Para qualquer europeu no decorrer do século XIX — e acho que se pode afirmar isso quase sem ressalvas — o Orientalismo era esse sistema de verdades, verdades no sentido que Nietzsche dava à palavra.
É portanto correto dizer que todo europeu, no que podia falar sobre o Oriente, era consequentemente um racista, um imperialista e um etnocêntrico quase por inteiro. Parte da mordacidade imediata será removida desses rótulos se nos lembrarmos ainda que as sociedades humanas, ao menos as culturas "mais avançadas", quase nunca ofereceram ao indivíduo algo que não fosse imperialismo, racismo e etnocentrismo para lidar com “outras” culturas.
O Orientalismo, portanto, ajudou e foi ajudado por pressões culturais gerais que tendiam a tornar mais rígido o senso de diferença entre as regiões europeia e asiática do mundo. A minha afirmação é que o Orientalismo é, no fundamental, uma doutrina política, imposta ao Oriente porque esse era mais fraco que o Ocidente, que elidia a diferença do Oriente com a sua fraqueza.

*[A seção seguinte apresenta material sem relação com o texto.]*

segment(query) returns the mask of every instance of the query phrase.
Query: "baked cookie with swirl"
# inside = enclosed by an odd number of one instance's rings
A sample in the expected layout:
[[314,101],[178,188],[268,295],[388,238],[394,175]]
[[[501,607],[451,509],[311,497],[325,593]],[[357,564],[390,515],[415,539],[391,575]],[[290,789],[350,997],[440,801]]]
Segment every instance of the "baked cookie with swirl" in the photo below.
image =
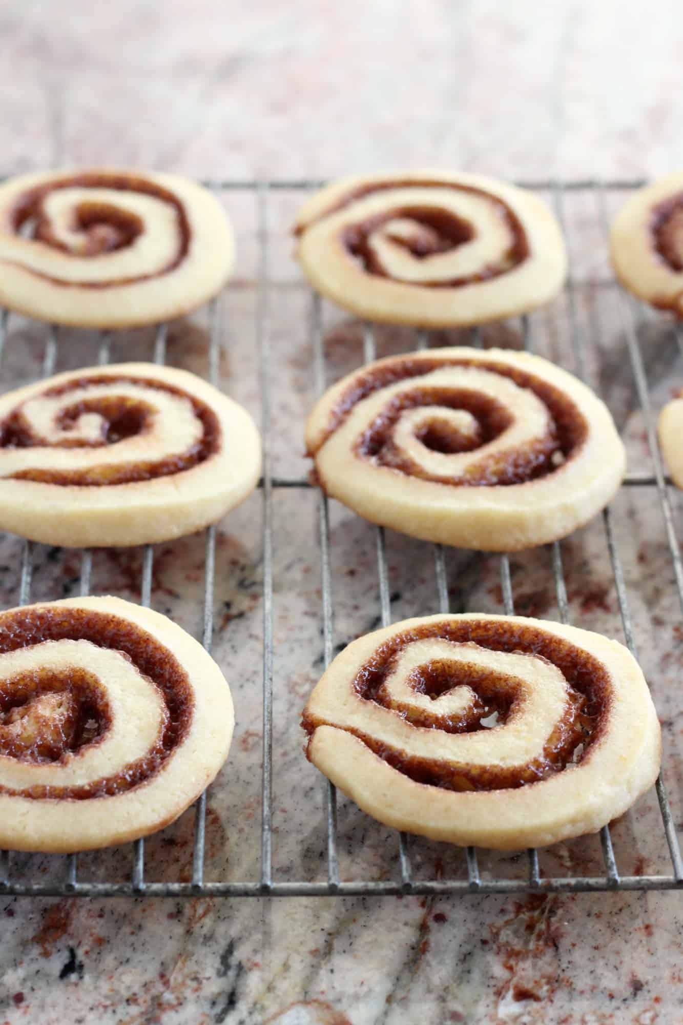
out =
[[529,353],[439,348],[368,364],[311,413],[323,490],[412,537],[514,551],[613,497],[626,452],[586,384]]
[[0,529],[33,541],[168,541],[219,520],[259,474],[249,414],[185,370],[89,367],[0,398]]
[[676,487],[683,490],[683,391],[659,413],[657,434],[667,469]]
[[220,290],[234,248],[215,197],[175,174],[49,171],[0,184],[0,305],[53,324],[180,317]]
[[562,287],[562,232],[533,193],[424,170],[344,178],[298,212],[296,255],[315,289],[368,320],[483,324]]
[[0,613],[0,847],[163,828],[215,777],[234,721],[216,663],[158,612],[73,598]]
[[303,725],[309,760],[363,811],[463,846],[595,832],[659,771],[659,724],[628,649],[516,616],[407,619],[354,641]]
[[621,284],[683,318],[683,172],[639,189],[611,227],[609,252]]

A própria presença de um “campo” como o Orientalismo, sem equivalente correspondente no próprio Oriente, sugere a força relativa entre Oriente e Ocidente. Existe um imenso número de páginas sobre o Oriente, e elas revelam certamente um grau e uma quantidade de interação com o Oriente que são formidáveis; mas o indicador crucial da força ocidental é que não há possibilidade de comparar o movimento dos ocidentais para o leste, desde o fim do século XVIII, com o movimento dos orientais para o oeste.

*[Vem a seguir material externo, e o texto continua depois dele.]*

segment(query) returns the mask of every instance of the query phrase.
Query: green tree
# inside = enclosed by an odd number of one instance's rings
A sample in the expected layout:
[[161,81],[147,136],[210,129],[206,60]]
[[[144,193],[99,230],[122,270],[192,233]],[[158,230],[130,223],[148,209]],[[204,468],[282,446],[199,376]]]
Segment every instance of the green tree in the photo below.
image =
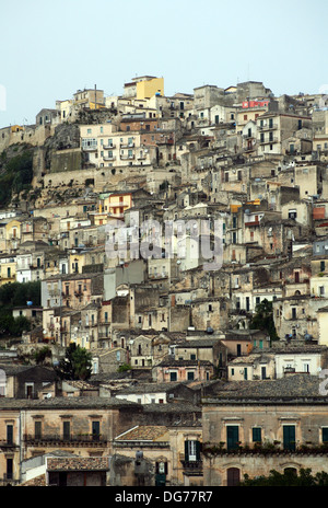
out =
[[295,470],[286,469],[283,473],[271,470],[269,476],[259,476],[249,478],[244,475],[244,482],[241,482],[242,487],[327,487],[328,473],[321,471],[316,475],[312,474],[311,469],[301,469],[300,473]]
[[66,380],[87,380],[92,370],[92,357],[86,349],[71,343],[66,349],[66,356],[57,367],[59,378]]
[[51,358],[52,353],[49,346],[44,346],[34,354],[34,359],[37,365],[44,363],[47,358]]
[[0,287],[0,304],[2,308],[23,307],[27,301],[40,305],[40,281],[8,282]]
[[255,315],[253,316],[249,327],[251,330],[261,330],[270,335],[271,340],[279,340],[277,335],[274,321],[273,321],[273,309],[272,302],[267,299],[262,300],[256,307]]

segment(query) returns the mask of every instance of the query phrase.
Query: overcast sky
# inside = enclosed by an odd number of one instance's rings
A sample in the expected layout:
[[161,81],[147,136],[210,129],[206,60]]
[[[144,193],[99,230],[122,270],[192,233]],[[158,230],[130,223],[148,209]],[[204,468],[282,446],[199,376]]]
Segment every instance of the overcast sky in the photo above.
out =
[[247,80],[318,93],[327,26],[327,0],[0,0],[0,128],[144,74],[163,77],[165,95]]

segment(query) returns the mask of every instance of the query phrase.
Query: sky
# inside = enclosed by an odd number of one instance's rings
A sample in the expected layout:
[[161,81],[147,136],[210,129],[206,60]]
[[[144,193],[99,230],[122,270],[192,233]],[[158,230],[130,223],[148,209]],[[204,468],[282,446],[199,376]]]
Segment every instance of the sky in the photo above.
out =
[[144,74],[167,96],[248,80],[327,93],[327,0],[0,0],[0,128]]

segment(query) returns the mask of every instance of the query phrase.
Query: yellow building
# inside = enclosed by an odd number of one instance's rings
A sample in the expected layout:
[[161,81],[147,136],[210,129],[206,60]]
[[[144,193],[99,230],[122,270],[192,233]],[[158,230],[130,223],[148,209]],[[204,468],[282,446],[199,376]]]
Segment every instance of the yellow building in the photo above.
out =
[[99,197],[99,213],[107,213],[116,219],[122,219],[126,210],[132,206],[130,193],[103,194]]
[[134,78],[137,82],[137,100],[151,99],[154,95],[164,95],[164,78],[143,76]]
[[16,258],[10,255],[0,257],[0,286],[16,280]]

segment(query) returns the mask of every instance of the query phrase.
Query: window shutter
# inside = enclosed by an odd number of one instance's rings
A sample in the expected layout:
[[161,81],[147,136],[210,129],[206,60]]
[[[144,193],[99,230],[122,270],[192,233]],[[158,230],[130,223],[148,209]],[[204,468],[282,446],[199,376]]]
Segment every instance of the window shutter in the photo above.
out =
[[200,460],[200,442],[196,441],[196,460]]
[[185,461],[189,460],[189,441],[185,441]]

Esse desequilíbrio entre o Leste e o Oeste é obviamente uma função de padrões históricos mutáveis. Durante seu auge político e militar do século VIII ao XVI, o islã dominou tanto o Leste como o Oeste. Depois o centro do poder se deslocou na direção do Oeste, e agora no final do século XX parece estar se dirigindo de volta para o Leste.
SAID, Edward [1978]. Orientalismo: o Oriente como invenção do Ocidente. São Paulo: Companhia das Letras, 2003.